美少女騎士(中身はおっさん)とパジャマパーティ その06


「自分の家でしょ! 今さらうじうじしない。ほら、一緒に行くわよ!」


 公国騎士団魔導騎士小隊、レイラ・ルイス隊長は目の前でしおれている部下の肩をたたく。自分より二回り以上大柄な体躯を誇る普段は頼もしい部下であるが、今は身体がしぼんで見える。


 レイラとしては、旧知であったウィルソンの娘であるウーィルとメルちゃんには幸せになって欲しい。だから、ウーィルが本当に殿下のお妃になるというのなら、なんでも協力してやるつもりだ。自分の魔導騎士隊長としての地位はもちろん、もし必要なら実家の家名も財力もすべて使ってやる。出し惜しみするつもりはない。

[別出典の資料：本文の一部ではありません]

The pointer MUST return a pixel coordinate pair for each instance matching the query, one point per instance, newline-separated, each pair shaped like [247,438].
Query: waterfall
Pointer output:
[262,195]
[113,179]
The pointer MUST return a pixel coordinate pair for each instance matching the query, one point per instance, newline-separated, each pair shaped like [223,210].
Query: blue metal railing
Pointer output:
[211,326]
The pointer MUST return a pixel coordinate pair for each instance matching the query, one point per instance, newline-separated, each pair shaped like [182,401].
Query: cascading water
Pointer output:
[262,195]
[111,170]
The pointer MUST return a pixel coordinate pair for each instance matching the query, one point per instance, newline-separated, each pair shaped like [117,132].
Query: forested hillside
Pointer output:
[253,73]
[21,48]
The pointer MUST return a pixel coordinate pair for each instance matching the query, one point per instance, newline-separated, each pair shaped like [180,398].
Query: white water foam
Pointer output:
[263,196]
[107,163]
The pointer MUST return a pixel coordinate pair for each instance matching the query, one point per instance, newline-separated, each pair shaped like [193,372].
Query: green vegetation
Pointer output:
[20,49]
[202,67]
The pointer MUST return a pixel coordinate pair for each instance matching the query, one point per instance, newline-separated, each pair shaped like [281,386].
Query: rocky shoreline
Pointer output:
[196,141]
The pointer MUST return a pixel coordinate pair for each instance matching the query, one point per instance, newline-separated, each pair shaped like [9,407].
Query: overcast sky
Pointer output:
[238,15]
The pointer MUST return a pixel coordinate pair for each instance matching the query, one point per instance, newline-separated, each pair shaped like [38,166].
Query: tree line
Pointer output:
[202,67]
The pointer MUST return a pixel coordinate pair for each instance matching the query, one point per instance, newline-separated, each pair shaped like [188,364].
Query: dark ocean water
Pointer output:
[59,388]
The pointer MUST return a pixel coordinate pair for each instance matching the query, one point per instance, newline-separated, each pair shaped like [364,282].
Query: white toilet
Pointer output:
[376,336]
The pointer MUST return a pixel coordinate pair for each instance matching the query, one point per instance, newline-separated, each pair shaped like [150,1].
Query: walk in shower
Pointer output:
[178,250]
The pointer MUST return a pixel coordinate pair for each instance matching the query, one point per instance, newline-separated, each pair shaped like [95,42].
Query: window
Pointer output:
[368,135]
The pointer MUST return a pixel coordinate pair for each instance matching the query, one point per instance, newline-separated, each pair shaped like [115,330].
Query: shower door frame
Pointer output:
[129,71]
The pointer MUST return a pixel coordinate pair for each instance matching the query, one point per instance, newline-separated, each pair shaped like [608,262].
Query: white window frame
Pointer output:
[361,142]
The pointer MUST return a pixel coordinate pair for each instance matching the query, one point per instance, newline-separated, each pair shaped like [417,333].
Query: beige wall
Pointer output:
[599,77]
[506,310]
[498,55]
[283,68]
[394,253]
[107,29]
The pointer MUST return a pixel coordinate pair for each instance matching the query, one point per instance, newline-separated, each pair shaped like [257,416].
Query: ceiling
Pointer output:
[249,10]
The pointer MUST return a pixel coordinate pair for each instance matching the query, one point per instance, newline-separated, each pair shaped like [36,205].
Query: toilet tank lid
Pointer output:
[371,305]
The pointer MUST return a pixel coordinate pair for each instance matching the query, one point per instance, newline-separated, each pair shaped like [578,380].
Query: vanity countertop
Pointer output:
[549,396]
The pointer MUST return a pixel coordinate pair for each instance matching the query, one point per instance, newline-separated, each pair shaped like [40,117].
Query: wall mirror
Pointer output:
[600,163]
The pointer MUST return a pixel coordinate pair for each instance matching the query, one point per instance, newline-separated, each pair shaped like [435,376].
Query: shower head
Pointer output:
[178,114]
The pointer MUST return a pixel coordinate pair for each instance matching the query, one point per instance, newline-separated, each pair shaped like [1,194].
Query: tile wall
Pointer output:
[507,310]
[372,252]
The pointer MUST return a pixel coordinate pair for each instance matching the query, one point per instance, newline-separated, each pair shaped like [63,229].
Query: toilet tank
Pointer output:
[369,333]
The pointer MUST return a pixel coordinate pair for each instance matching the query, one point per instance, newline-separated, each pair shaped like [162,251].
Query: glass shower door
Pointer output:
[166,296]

 一方で、部下であるヘタレオオカミ小僧の気持ちも理解できる。できてしまう。


 ……あまりに身近にいたせいで自分でも気づかなかった恋心。それをやっと自覚した途端、ぽっと出の第三者に愛しい人をかっ攫われてしまったのだ。


 ああああああ、思い出しただけで心が痛い。


 レイラは身もだえる。ジェイボスの失恋が他人事とは思えないのだ。もう十年以上も前のことなのに、いまだに心が痛い。 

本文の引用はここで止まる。